In mammals, the ovarian follicles are regulated at least in part by bone morphogenetic protein (BMP) family members. Dullard (also known as Ctdnep1) gene encodes a phosphatase that suppresses BMP signaling by inactivating or degrading BMP receptors. Here we report that the Col1a1-Cre-induced Dullard mutant mice displayed hemorrhagic ovarian cysts, with red blood cells accumulated in the follicles, resulting in infertility. Cells expressing Cre driven by Col1a1 2.3-kb promoter and their descendants were found in granulosa cells in the ovary and in Sertoli cells in the testis. DullardmRNA was localized to granulosa cells in the ovary. Genes involved in steroid hormone genesis including Cyp11a1, Hsd3b1 and Star were reduced, whereas expression of Smad6 and Smad7, BMP-inducible inhibitory Smads, was up-regulated in the Dullard mutant ovaries. Tamoxifen-inducible Dullard deletion in the whole body using Rosa26-CreER mice also resulted in hemorrhagic ovarian cysts in 2 weeks, which was rescued by administration of LDN-193189, a chemical inhibitor of BMP receptor kinase, suggesting that the hemorrhage in the Dullard-deficient ovarian follicles might be caused by increased BMP signaling. Thus, we conclude that Dullard is essential for ovarian homeostasis at least in part via suppression of BMP signaling.

Hydrophobic patches on SMAD2 and SMAD3 determine selective binding to cofactors.

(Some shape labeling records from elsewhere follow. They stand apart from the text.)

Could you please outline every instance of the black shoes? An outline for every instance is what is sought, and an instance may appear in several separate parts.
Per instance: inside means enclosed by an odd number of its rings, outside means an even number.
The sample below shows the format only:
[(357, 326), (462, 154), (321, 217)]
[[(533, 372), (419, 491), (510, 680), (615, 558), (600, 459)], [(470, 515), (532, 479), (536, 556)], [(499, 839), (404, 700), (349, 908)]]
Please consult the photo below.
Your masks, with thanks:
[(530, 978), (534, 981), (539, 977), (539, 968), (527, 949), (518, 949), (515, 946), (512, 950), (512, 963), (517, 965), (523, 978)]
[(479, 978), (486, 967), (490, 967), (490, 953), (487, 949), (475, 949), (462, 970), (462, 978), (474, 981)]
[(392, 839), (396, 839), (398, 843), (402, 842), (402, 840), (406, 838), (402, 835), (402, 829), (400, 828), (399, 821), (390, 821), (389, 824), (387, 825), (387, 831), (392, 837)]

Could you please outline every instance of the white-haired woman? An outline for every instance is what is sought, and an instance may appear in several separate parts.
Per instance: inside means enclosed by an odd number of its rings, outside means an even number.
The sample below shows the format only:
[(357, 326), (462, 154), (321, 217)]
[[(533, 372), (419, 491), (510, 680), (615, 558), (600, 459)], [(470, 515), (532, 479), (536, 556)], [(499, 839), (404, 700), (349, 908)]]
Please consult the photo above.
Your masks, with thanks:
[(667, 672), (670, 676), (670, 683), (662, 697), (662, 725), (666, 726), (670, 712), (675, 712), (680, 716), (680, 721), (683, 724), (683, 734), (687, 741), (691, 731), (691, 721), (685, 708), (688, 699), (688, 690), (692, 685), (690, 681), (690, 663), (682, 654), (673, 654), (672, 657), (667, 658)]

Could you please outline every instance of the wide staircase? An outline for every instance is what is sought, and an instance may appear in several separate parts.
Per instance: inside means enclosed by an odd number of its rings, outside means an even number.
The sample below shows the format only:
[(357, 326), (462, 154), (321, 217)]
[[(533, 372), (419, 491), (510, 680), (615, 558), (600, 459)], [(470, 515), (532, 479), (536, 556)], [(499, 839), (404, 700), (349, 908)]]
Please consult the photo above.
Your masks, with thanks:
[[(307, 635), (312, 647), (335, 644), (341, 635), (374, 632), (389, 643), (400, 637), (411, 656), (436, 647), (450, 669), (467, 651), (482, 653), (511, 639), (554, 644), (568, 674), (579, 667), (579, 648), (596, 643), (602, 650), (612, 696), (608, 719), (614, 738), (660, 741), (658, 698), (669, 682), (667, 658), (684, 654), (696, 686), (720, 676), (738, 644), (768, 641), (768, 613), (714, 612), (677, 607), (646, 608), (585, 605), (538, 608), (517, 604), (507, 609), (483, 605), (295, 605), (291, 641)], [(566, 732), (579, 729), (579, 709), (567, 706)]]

The transforming growth factor-ß (TGF-ß) superfamily of cytokines regulates various biological processes, including cell proliferation, immune responses, autophagy, and senescence. Dysregulation of TGF-ß signaling causes various diseases, such as cancer and fibrosis. SMAD2 and SMAD3 are core transcription factors involved in TGF-ß signaling, and they form heterotrimeric complexes with SMAD4 (SMAD2-SMAD2-SMAD4, SMAD3-SMAD3-SMAD4, and SMAD2-SMAD3-SMAD4) in response to TGF-ß signaling. These heterotrimeric complexes interact with cofactors to control the expression of TGF-ß-dependent genes. SMAD2 and SMAD3 may promote or repress target genes depending on whether they form complexes with other transcription factors, coactivators, or corepressors; therefore, the selection of specific cofactors is critical for the appropriate activity of these transcription factors. To reveal the structural basis by which SMAD2 and SMAD3 select cofactors, we determined the crystal structures of SMAD3 in complex with the transcription factor FOXH1 and SMAD2 in complex with the transcriptional corepressor SKI. The structures of the complexes show that the MAD homology 2 (MH2) domains of SMAD2 and SMAD3 have multiple hydrophobic patches on their surfaces. The cofactors tether to various subsets of these patches to interact with SMAD2 and SMAD3 in a cooperative or competitive manner to control the output of TGF-ß signaling.